I Don't Want A Miss A Thing
urgh. Don't ask if I have fun.. because somehow that question really irritates me. Don't comment " you missed it so much that you didn't go" because somehow it irritate me as well.. I know I didn't go , I couldn't go and for God sake, please stop commenting on everything I post.. it really irritates me as well.. Even though I am far but I can sense something, I have a very good instinct. Seriously, you think I want to missed it?! If I have money now, I would buy her and her husband a fucking plane tickets and sponsor her fucking honeymoon to here! So, anyone is happy.. especially me, of course. because, I can slur dirty fucking joke in my language. I miss that.

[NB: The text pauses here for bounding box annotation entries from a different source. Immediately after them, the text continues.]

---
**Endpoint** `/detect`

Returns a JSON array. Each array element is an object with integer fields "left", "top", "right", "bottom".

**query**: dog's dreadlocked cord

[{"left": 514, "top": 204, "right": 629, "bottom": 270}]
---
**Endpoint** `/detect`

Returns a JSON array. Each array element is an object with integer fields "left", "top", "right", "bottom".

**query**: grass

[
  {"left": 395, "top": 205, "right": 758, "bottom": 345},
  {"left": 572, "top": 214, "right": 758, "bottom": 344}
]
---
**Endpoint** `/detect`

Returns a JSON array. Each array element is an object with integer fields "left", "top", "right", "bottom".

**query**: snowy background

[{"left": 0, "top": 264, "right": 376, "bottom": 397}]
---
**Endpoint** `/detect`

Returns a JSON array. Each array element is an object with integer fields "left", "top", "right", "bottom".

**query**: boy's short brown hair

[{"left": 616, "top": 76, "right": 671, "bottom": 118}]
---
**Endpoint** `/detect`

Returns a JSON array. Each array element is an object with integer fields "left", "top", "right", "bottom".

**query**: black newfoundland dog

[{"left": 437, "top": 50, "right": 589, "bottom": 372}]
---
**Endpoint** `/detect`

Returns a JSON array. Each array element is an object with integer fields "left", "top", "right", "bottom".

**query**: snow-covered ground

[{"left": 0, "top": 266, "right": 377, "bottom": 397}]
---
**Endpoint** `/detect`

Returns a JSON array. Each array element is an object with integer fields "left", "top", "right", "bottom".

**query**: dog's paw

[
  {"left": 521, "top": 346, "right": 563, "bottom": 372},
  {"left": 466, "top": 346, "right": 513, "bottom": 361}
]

I do get annoyed of short notice. I am easily annoyed now. My PMS perhaps? or my head is almost blowing up into tiny bits of pieces because I am a fucking lazy bum and I hate the fact that I don't have sense of detachment. Can I run? I did that. Can I hide? It pretty much childish. Can I disappear like Houdini? I am not magician. Can I take a dump? If nature calls.
I am almost there... almost. Bile sampai masa nye...aku akan tahu...
please do not comment or ask me if I'm ok.. it irritates me even more. Somethings are better leave unsaid and let me keep my maze head in peace...ok? ok.